E-learning in medical education has been around for twenty years. Some studies have shown it to be as effective as traditional forms of education—at least for selected learning outcomes. [1]
It may also result in cost savings compared to more traditional forms of education. But any potential savings from e-learning depend upon the e-learning resources fitting in with the rest of a medical education programme and not just reproducing the programme online. For example, if junior doctors learn about how to diagnose asthma online and then learn the exact same information in a tutorial about asthma, there won’t be any savings from e-learning. If, however, the doctors use e-learning to learn knowledge on the diagnosis of asthma and afterwards attend a skills-based tutorial on performing spirometry, then there may be savings of time and resources. This is not new—it used to be called blended learning and is now increasingly called flipping the classroom.
But all of this depends upon tutors and programme directors knowing about e-learning resources, and feeling that they are worthwhile, and recommending them to their learners. So, do they do this?
Witch and colleagues have conducted a fascinating study to get an answer to this question. [2] They surveyed directors of residency programmes in the United States to find out how much e-learning is used within these programmes and to find out the perceptions of directors regarding e-learning. They found a great deal of variation. Some programmes used e-learning a great deal; some used it rarely; and some not at all. Delving deeper, there was higher use of asynchronous than synchronous learning. Some directors had positive perceptions of e-learning and some had negative perceptions. On balance, the directors were somewhere between lukewarm and positive about e-learning.

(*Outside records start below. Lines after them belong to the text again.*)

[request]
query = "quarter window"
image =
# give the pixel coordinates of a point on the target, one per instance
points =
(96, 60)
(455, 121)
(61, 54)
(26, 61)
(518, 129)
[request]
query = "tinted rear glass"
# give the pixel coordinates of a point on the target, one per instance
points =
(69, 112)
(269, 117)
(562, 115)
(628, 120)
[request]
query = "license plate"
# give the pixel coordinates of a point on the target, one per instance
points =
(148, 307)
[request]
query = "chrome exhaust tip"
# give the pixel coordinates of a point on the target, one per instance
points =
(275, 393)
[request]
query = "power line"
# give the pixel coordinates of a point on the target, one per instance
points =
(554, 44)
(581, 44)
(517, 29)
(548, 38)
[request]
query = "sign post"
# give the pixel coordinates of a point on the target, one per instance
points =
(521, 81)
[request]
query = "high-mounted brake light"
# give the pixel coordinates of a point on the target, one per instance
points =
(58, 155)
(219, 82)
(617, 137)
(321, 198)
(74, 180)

E-learning will only really be effective and efficient in postgraduate or residency based education when it fits in with the rest of the programme. But this will only happen with the active support of the programme directors. My experience of talking to programme directors is that they are usually busy trying to satisfy multiple internal and external demands. The internal demands come from residents, tutors, and colleagues in education. External demands come from funders, governments and evaluators. As a result, programme directors might simply not have time to think about e-learning. But without them, we will struggle to reap the real rewards of e-learning. Many of them will have trained when there was no e-learning or when e-learning was much more basic than it is now. Some will still be up to speed in their knowledge of e-learning, but others might need an upgrade.
Medical education has become much more learner centred in the past twenty years. This is good news for learners and the patients that they serve. But we must somehow ensure that tutors and directors receive support so that they can continue to facilitate new ways of teaching and learning.

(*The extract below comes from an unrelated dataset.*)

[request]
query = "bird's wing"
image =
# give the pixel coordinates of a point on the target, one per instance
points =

Kieran Walsh is clinical director of BMJ Learning and BMJ Best Practice. He is responsible for the editorial quality of both products. He has worked in the past as a hospital doctor—specialising in care of the elderly medicine and neurology.
Competing interests: Kieran Walsh works for BMJ which produces the e-learning resource BMJ Learning.
References:
- Sinclair PM, Kable A, Levett-Jones T, Booth D. The effectiveness of Internet-based e-learning on clinician behaviour and patient outcomes: A systematic review. Int J Nurs Stud.2016 May;57:70-81.
- Wittich CM, Agrawal A, Cook DA, Halvorsen AJ, Mandrekar JN, Chaudhry S, Dupras DM, Oxentenko AS, Beckman TJ. E-learning in graduate medical education: survey of residency program directors. BMC Med Educ. 2017 Jul 11;17(1):114.